Dent’s Burden Without Bilodeau
Donovan Dent has been exceptional, averaging 14.4 points over the last 10 games and delivering the first triple-double in Big Ten Tournament history against Rutgers. Against Michigan State, Dent added 23 points and 12 assists while Trent Perry contributed 22 points. Yet Bilodeau’s absence fundamentally alters UCLA’s offensive geometry. The Bruins forward puts up 18.1 points and 5.8 rebounds while shooting 51% from the field and 46% from three; his ability to stretch defenses created the space Dent exploited.
Without Bilodeau, UCLA’s rotation compresses. The Bruins grab 10 offensive rebounds and 22.5 defensive rebounds per game; Purdue’s 11.4 offensive rebounds per game target this vulnerability directly. Braden Smith and Fletcher Loyer provide the Boilermakers with perimeter execution, but the interior mismatch is where the game tilts. Purdue’s 49.9% field goal shooting converts high-percentage looks that UCLA’s diminished frontcourt rotation may not be able to consistently contest.
Tournament Stakes and Pace Implications
This semifinal carries NCAA Tournament seeding implications for both programs. Purdue’s 25-8 record and No. 2 offensive efficiency position the Boilermakers for a top seed with a victory. UCLA’s 23-10 mark and Friday’s emotional expenditure, compounded by Bilodeau’s injury, create a compressed preparation window. The Bruins’ 9.0 turnovers per game, top ball security, kept a step ahead of MSU; sustaining that discipline against Purdue’s 19.8 assists per game is essential.

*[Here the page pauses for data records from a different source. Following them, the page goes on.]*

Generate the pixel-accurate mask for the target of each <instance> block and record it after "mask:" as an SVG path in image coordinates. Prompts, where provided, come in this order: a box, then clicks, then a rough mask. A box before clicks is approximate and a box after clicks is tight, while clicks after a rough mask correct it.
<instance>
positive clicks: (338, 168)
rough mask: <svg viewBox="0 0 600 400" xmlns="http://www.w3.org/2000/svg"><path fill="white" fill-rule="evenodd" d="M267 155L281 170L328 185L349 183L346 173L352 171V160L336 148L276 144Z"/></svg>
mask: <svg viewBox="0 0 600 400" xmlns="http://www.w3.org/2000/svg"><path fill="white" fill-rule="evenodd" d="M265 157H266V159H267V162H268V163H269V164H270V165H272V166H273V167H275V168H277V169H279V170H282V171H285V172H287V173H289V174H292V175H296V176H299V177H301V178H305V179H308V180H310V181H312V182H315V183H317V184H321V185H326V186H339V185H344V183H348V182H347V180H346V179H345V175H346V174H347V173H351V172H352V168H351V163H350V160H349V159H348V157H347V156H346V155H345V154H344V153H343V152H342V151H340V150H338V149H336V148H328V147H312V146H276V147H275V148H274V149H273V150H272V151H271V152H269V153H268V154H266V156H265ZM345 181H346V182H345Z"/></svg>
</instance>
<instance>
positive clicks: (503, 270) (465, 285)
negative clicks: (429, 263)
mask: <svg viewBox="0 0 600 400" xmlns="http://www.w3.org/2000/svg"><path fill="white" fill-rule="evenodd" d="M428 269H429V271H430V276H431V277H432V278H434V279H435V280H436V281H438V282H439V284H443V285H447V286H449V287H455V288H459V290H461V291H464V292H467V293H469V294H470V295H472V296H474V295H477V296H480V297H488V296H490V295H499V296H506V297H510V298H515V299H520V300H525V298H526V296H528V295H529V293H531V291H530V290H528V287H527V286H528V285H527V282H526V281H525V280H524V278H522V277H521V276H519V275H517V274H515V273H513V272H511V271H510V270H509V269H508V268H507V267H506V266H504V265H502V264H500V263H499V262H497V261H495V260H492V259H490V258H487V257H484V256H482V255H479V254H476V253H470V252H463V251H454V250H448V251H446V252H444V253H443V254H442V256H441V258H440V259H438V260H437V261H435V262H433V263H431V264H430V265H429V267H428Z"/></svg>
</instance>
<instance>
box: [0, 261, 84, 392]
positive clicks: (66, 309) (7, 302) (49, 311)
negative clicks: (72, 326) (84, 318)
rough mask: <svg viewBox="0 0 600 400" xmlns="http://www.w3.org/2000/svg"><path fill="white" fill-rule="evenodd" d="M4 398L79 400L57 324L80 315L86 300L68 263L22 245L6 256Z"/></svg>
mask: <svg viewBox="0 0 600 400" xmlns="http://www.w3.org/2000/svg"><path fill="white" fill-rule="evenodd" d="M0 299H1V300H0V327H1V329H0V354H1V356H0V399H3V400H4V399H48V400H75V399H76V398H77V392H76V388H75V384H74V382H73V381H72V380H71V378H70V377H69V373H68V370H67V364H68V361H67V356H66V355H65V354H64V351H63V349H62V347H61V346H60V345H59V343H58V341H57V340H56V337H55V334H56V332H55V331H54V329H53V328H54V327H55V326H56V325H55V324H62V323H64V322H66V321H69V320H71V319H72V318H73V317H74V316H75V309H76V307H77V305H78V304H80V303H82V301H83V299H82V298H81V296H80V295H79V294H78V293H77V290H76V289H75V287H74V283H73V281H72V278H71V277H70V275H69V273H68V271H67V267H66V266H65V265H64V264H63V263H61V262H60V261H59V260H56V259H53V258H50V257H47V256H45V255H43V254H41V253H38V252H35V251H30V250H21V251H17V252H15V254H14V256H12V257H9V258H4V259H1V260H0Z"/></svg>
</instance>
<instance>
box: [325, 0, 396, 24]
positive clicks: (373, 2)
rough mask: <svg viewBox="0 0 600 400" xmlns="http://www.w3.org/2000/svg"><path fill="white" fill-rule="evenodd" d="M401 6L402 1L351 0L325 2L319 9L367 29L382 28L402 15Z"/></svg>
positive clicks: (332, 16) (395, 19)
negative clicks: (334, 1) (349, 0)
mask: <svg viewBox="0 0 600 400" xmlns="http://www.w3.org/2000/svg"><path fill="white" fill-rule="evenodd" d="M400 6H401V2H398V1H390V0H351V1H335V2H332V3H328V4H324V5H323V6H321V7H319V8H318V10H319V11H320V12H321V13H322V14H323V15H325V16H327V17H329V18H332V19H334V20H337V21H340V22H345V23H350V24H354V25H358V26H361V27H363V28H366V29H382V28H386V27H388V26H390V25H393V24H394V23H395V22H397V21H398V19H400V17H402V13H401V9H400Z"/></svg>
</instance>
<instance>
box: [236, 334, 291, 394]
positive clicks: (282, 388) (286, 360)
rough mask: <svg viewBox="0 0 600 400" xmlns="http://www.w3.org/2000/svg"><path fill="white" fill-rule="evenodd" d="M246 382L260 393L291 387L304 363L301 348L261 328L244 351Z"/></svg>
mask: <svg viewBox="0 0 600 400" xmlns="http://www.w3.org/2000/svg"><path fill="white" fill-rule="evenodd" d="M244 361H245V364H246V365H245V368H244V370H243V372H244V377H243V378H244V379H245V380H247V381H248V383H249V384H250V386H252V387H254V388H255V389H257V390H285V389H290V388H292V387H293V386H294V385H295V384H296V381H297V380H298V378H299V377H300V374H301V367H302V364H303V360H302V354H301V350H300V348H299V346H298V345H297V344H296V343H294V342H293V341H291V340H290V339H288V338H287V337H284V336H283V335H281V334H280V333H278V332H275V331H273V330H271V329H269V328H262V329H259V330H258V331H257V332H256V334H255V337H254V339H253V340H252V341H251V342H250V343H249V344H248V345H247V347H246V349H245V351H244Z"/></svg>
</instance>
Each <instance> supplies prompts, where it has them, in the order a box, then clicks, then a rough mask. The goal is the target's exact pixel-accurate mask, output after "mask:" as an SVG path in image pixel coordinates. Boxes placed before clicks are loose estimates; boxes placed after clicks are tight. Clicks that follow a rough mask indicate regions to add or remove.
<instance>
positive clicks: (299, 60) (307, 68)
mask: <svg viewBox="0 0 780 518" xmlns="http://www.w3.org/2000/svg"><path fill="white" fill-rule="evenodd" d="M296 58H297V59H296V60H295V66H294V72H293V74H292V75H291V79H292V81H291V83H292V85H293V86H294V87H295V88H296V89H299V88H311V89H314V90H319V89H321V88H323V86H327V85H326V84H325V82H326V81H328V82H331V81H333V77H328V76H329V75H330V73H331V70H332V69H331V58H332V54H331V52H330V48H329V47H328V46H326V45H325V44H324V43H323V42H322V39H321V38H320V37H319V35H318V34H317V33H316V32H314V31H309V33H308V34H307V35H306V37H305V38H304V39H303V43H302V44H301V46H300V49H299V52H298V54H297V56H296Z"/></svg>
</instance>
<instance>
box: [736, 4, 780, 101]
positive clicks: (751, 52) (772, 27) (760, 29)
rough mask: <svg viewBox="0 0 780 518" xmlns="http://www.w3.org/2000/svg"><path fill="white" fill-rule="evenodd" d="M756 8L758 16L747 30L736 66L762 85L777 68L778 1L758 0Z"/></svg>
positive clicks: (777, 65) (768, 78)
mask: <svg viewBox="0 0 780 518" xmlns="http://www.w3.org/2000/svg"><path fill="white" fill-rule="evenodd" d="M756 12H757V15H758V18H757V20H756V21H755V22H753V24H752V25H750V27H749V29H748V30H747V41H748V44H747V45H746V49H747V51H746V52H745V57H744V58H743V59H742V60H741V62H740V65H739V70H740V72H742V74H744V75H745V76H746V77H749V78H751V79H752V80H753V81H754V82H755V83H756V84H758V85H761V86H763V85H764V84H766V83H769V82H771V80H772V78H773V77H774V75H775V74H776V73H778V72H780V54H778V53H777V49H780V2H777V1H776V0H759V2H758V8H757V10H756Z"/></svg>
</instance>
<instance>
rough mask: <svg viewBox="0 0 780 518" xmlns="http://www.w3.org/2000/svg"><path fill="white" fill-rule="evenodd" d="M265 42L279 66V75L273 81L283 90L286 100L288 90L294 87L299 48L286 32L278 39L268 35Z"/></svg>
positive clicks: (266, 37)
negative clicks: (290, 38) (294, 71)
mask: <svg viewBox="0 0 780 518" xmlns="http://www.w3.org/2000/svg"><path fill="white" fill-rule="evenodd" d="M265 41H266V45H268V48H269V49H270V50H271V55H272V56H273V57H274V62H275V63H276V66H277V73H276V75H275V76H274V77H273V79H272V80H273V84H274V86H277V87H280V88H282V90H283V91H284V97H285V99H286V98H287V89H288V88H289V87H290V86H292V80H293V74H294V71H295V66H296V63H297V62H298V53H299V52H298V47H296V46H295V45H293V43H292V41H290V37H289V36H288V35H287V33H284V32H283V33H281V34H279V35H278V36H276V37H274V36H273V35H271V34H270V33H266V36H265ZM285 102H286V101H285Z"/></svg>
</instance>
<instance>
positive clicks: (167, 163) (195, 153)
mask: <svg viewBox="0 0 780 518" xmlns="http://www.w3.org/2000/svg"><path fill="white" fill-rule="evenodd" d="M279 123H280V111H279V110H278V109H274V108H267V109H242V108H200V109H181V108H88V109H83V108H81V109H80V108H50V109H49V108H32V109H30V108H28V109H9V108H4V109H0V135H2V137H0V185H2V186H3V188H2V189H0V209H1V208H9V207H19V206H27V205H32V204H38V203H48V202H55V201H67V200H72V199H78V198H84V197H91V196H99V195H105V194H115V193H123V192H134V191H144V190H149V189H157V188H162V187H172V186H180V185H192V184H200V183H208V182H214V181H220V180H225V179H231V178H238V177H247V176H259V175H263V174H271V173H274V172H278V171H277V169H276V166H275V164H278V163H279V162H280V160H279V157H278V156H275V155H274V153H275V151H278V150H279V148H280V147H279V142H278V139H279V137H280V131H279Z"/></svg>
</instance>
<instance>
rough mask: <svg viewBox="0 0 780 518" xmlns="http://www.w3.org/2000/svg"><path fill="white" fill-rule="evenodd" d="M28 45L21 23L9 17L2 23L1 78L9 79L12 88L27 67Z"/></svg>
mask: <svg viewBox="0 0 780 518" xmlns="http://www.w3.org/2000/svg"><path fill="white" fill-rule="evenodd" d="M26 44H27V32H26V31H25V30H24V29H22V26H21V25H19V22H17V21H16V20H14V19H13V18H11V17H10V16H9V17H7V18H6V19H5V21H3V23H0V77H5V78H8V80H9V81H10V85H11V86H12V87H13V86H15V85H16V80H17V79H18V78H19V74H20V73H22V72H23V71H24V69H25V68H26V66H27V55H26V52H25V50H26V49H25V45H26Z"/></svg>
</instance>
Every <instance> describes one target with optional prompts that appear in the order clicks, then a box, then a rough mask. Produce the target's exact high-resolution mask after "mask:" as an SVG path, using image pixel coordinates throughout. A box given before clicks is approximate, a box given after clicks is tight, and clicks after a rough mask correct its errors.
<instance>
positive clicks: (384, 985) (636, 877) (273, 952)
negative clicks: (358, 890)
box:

The pace factor favors Purdue’s methodical approach. The Boilermakers operate at a 0.93 pace factor, slightly below UCLA’s 0.94, and excel in structured half-court sets. UCLA’s transition opportunities, generated through 6.5 steals per game, must materialize against a Purdue offense that rarely surrenders possessions via turnover. The first meeting on January 21, a 69-67 UCLA victory, featured Dent’s 23 points; replicating that output without Bilodeau’s complementary threat requires a schematic adjustment the Bruins may not have time to implement.